Своеобразный вид приобрёл и мой номер в бывшей гостинице «Метрополь», ставшей Вторым Домом Советов.
Чего здесь только не было!
Под моей кроватью мирно спала тысячелетним сном в обществе набальзамированных священных кошек, змей и симпатичного нильского крокодильчика очаровательная мумия, недавняя собственность московского фабриканта Гречковского. Под головой её лежал положенный тысячи лет назад полотняный круг с хороводом весёлых павианов, бурно приветствующих всемогущего бога солнца, а на лице покоилась позолоченная маска.
Место под софой занимали скифские древности: колчаны для смертоносных стрел с тиснёными золотыми бляхами, золотые венки и серебряная ваза для вина, украшенная изображениями трав, цветов и хищных грифов, терзающих оленя.
Возле умывальника в целомудренной позе стояла беломраморная Венера, которая благосклонно взирала на меня, когда я совершал свой утренний и вечерний туалет. Венере плутовски подмигивала с полки чудесная статуэтка жизнерадостного фламандца Виллема Бекеля, прославившегося в XIV веке усовершенствованием засола сельдей. Видимо, его селедки действительно заслуживали всяческой похвалы: недаром же гробницу Виллема посетил как-то в сопровождении своих сестёр, королев Франции и Венгрии, высокомерный Карл V, а поэт Кемберлин воспел фламандца в своих стихах.
Немецкие кубки второй половины XVI века в виде парусных кораблей, ветряных мельниц, толстопузых монахов и длиннохвостых павлинов; этрусские и византийские вазы; китайские, персидские и французские веера.
Но больше всего места занимало собрание старинного индусского оружия. Я мог вооружить не один десяток воинов. У меня имелись пенджабские куйтсы, смертоносные мару, кривые, как полумесяц, ножи кукри, отделанные слоновой костью грозные палицы и знаменитые малайские крисы…

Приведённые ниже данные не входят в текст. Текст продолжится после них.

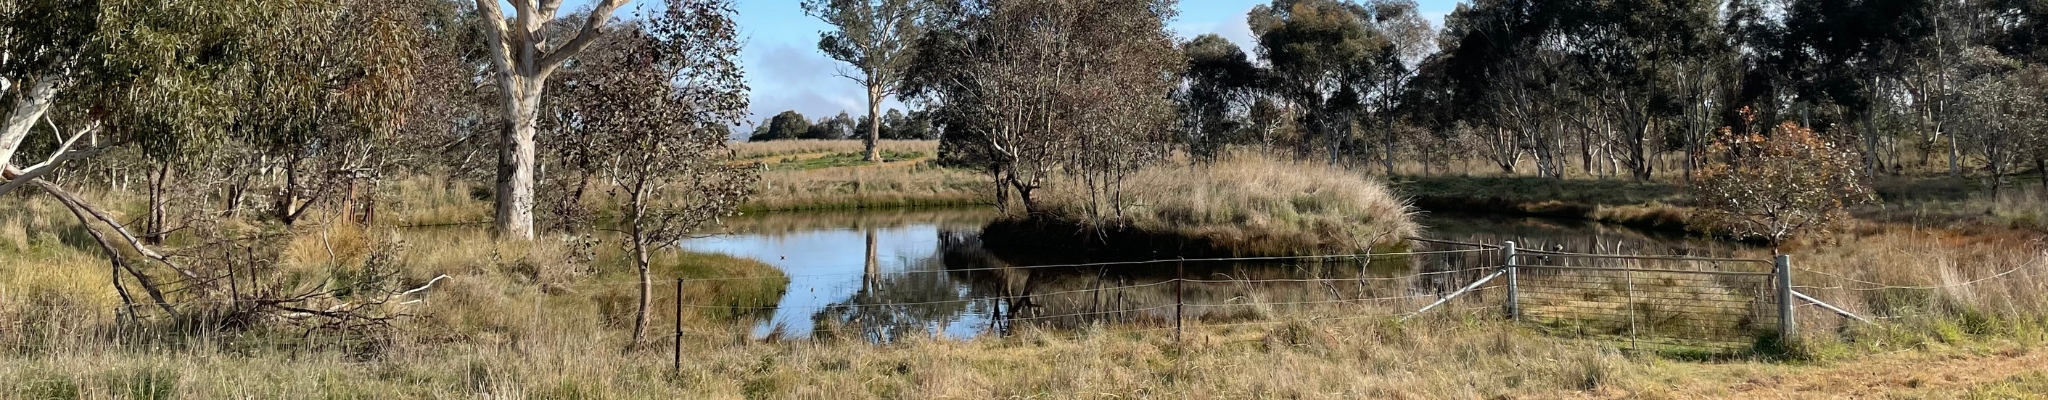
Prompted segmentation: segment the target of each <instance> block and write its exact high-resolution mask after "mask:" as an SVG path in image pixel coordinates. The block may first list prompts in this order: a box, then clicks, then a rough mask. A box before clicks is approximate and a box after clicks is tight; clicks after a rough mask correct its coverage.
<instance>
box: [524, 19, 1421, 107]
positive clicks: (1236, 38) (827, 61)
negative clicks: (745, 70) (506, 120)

И вот однажды в моём номере, одновременно похожем на антикварный магазин и арсенал индусского раджи средней руки, появился поздним вечером некий молодой человек.
Странного посетителя нельзя было назвать ни товарищем, ни господином. Для «товарища» у него были слишком холёные руки с длинными, до блеска отполированными ногтями, привычное грассирование и манеры «человека из общества». А для «господина»… Одежда молодого человека полностью соответствовала революционным канонам того бурного времени: высокие, заляпанные грязью сапоги, кожаная потрёпанная куртка, косоворотка, кожаный картуз с красной ленточкой. Кроме того, он виртуозно скручивал пресловутые «козьи ножки» и безбожно дымил махоркой. В лице его тоже было что-то и от «товарища» и от «господина». А главное, оно дышало честностью и благородством — особенность, по которой я обычно определял жуликов. Поэтому я сухо ответил на приветствие незнакомца и ещё суше поинтересовался:
— Чем могу быть полезен, гражданин?
Незнакомец с ответом не торопился, продолжая с весёлой наглостью разглядывать экспонаты моего импровизированного музея.
Его глаза небрежно скользнули по индусскому оружию, на мгновение задержались на веерах и внимательно ощупали статуэтку фламандца.
— Если память мне не изменяет, на аукционе в девятьсот шестнадцатом она пошла за семь тысяч, а стоит-то все пятнадцать, а?
Любитель махорки неплохо разбирался в антиквариате…
— Стул предложить не собираетесь?
— Садитесь.
— Благодарю вас.
Он сел одновременно со мной. Спросив разрешения, закурил и заверил, что с младых ногтей сочувствовал революции и революционерам, а большевиков просто боготворил. Именно поэтому он и хочет через меня передать в дар Советской власти некую уникальную вещь.
Меньше всего он был похож на бескорыстного дарителя, поэтому я на всякий случай уточнил:
— Безвозмездно?
— Разумеется, — подтвердил он. — Ведь те жалкие двадцать тысяч рублей, которыми, надеюсь, Советская власть поощрит мой благородный патриотический поступок, ни один нормальный человек не назовёт деньгами…
— Гм… Двадцать тысяч.
— Да, всего-навсего двадцать тысяч.
— Вам разве неизвестно, что мы ничего не покупаем?
— Известно. Вы национализируете и реквизируете. Но существуют, понятно, исключения. Мне думается, перстень-талисман Александра Сергеевича Пушкина, например, мог бы стать таким исключением, не правда ли?